The sun dipped below the western walls of the Valcrest estate, casting the
courtyard in the deep, muted blues of early evening. The day's heat faded,
replaced by a cool, steady breeze that rustled the leaves of the garden trees.
Cain stood in the deep shadow of the second-floor balcony, looking down.
He was packed.
His dark academy coat was fastened. His dual practice blades—reinforced and
bound tightly with leather grips—hung at his waist. He carried no excess weight.
Only what was required to survive.
"They are closing in," Elios's voice murmured in his mind. The shadow cat sat on
the stone railing beside him, its silver eyes fixed on the horizon. "The
Executors do not sleep. They do not tire. They simply track the anomaly until it
is erased."
Cain didn't reply. He knew.
He looked down into the courtyard.
It wasn't empty.
Rei and Alice were alone on the training grounds. The estate guards had already
retreated for their evening meal, leaving the two of them in the quiet isolation
of the stone field.
They were sparring.
Cain watched their movements. They were no longer fighting like rivals trying to
prove a point. The frantic, competitive energy from the Academy had smoothed out
into something entirely different. It was a conversation spoken in steel and
mana.
Rei stepped forward, his blade sweeping in a low, controlled arc.

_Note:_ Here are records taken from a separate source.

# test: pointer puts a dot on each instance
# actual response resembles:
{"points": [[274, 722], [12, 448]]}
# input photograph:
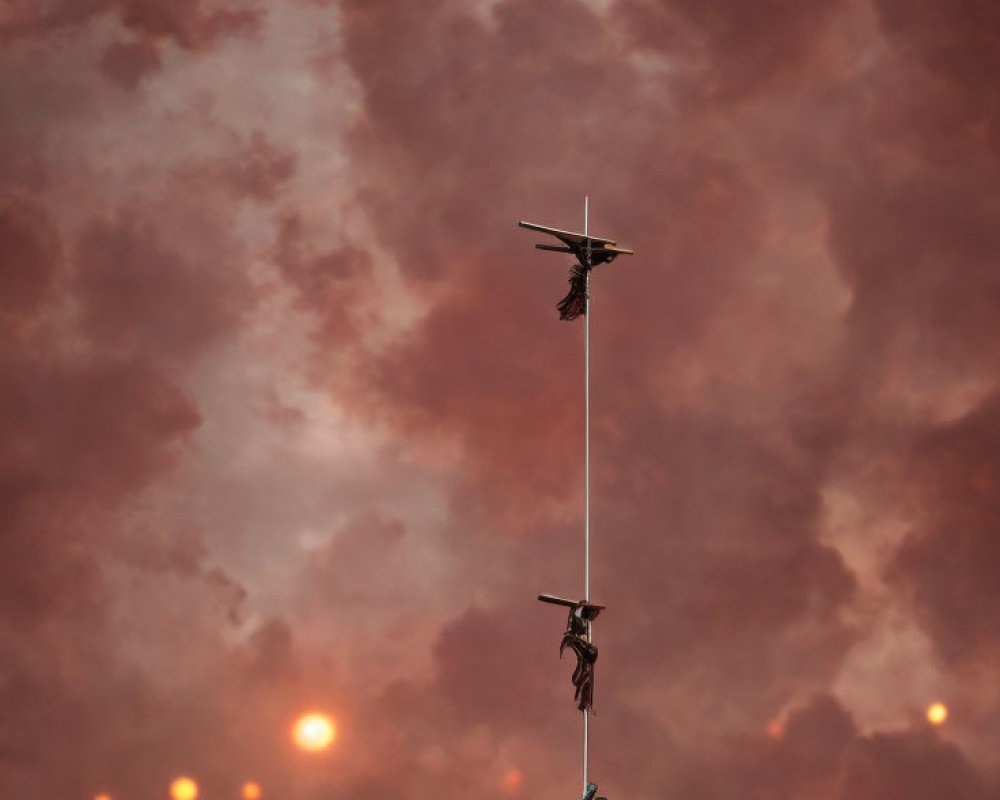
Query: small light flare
{"points": [[512, 780], [251, 791], [937, 713], [313, 731], [183, 789]]}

Alice didn't retreat. She stepped into the space he left open, her water mana
gliding along her blade to deflect his strike with zero friction. She spun,
bringing her wooden sword up toward his shoulder.
Rei didn't block.
He stopped.
He lowered his sword completely, letting the tip rest against the dirt.
Alice halted her swing a fraction of an inch from his collarbone. She frowned,
her breathing slightly elevated, her analytical eyes scanning his posture.
"You dropped your guard," Alice said, her voice calm but laced with confusion.
"You had the angle to parry. Why did you stop?"
Rei stood there for a moment. He looked down at his wooden sword, then rubbed
the back of his neck, letting out a slow, quiet exhale. The usual confident
smirk was gone, replaced by something far more unguarded.
"Because I lost focus," Rei said quietly.
Alice lowered her blade, her brow furrowing. "You don't lose focus. Not in the
middle of an exchange."
"I do when I realize I'm thinking about the wrong thing," Rei replied. He looked
up, meeting her gaze directly. The evening wind ruffled his dark hair. "I was
looking at your footwork, and then I realized I wasn't actually trying to find
an opening anymore. I was just... looking at you."
Alice went perfectly still.
The quiet breeze swept through the courtyard.
Rei shifted his weight, suddenly looking incredibly awkward, though he didn't
break eye contact. "I don't want to just be the guy you trade bruises with
anymore, Alice."
It wasn't a dramatic, sweeping declaration. There was no shouting. No blushing
panic. It was just a quiet, honest admission from a vanguard who had finally
realized what he was actually fighting to protect.
Alice stared at him. Her intelligent, expressive eyes searched his face,
processing the words with the same careful precision she used in combat.
Slowly, the tension in her shoulders melted away.
She let her practice sword drop to the ground with a soft clatter.
"That is a terrible realization to have mid-combat," Alice said, her voice
softening into something warm and incredibly gentle.
Rei let out a dry, nervous chuckle. "Yeah. Well. Timing was never my best
skill."
Alice took a step forward, closing the distance between them. She didn't say
anything else. She didn't need to. She just reached out, her hand finding his,
her fingers lacing quietly through his own.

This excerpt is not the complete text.